I am still in touch with both.

Willes

It was my first school and I was in the Nursery class, pre-school of sorts. We used to live in Tikatuli and our driver would drop me at the school. I remember the Jeep we had, even its number KBM 462. Somehow I never did like schools and have no fond memories either though no one did anything to me. I was also a ninny and still recovering.

As was the practice, my mother would make us the tiffin and it was accompanied by a plastic flask of water. Almost every kid did the same but what we liked most was the food that was on the offer by different vendors allowed in.

Three vendors are still fresh in my memory. One was the "jhal muri wala" who was everyone's favourite and very very cheap to buy. A paper cone full of the muri, chanchur, mustard oil and chopped chilli was divine to look at let alone taste. Those who had it would jet off to a divine paradise of snacks land. The paper used to wrap the stuff ware the daily newspapers I remember. What do they use now.?

Another was the fruit vendor offering sliced, guava, raw unripe mangoes, olives, etc with a lot of hot spices which kids loved. Another was the "kothbel" with a stick stuck inside and kids ate that by picking the flesh out.

Finally, of course came the ice cream. The vendor was the Baby ice cream van and they had two versions. Two annas ones which came wrapped in foil and obviously milky white and very delicious while the one annas version was more like a brown ice lolly.

Sad to say, my very health conscious and strict mother told me never to have any of the snacks I have described above, I was only allowed the two annas type ice cream and that too once a week so in many ways my school hood was a denied and deprived one, at least of the common street snacks for school kids sort are concerned. Till date almost 70 years later, I wish I had tasted them.

Society Public school

The Karachi school didn't have a canteen or a bunch of people selling stuff outside the gate. So we all took our tiffin from home. I think the most memorable event was that I took my tiffin to school on the last day of classes before summer vacation and didn't have it. I put the bag with the tiffin inside for quite a while before a howling smell overran the house. We all looked for the dead animal or something horrific till the culprit, a totally rotten egg and bread was found followed by collective throw ups. Well, at least it was dramatic if not delicious.

Shaheen school

It was the first time I had tiffin provided by the school. The canteen was a bit away from the classes and the sky was full of hawks and kites, birds of prey. On most days, we had buns and bananas, not exactly the most imaginative tiffins for early teenagers but on the day we hat hot patties, it was terrific. They were delicious. The problem was that the flying birds also loved it.
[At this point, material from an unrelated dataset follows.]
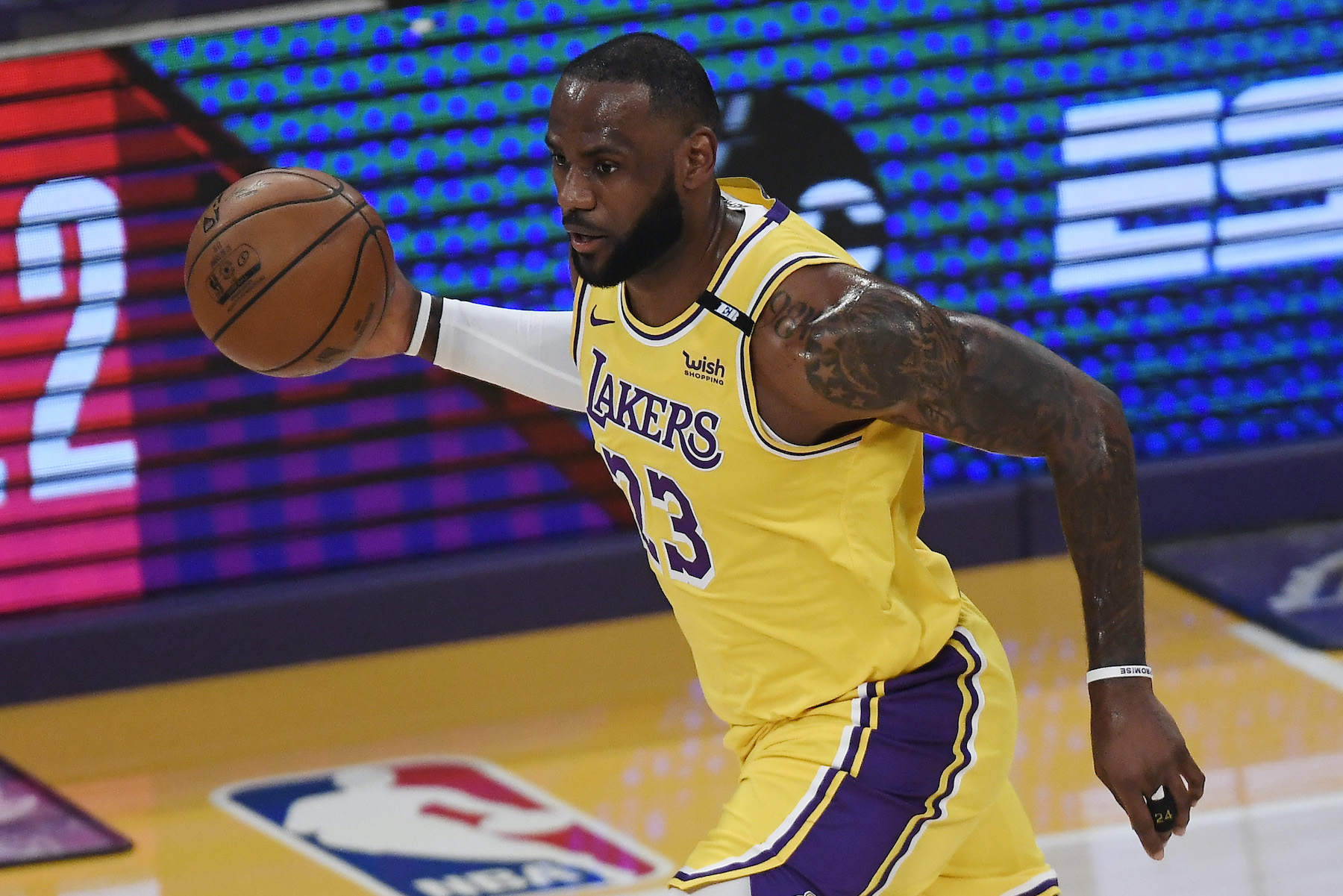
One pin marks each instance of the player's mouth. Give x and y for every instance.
(584, 242)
It was the duty of the class monitor to get the tiffin piled up in a tray and bring it back to the class and the birds would inevitably swoop down and even the tiffin guard -assistant monitor - tried his best to ward them off, some would go missing. Scratches and bruises from bird's claws were not unknown. But the battle for the patties went on and in the end; the memory mixed with it all still remains even though the tiffin and the birds are long gone.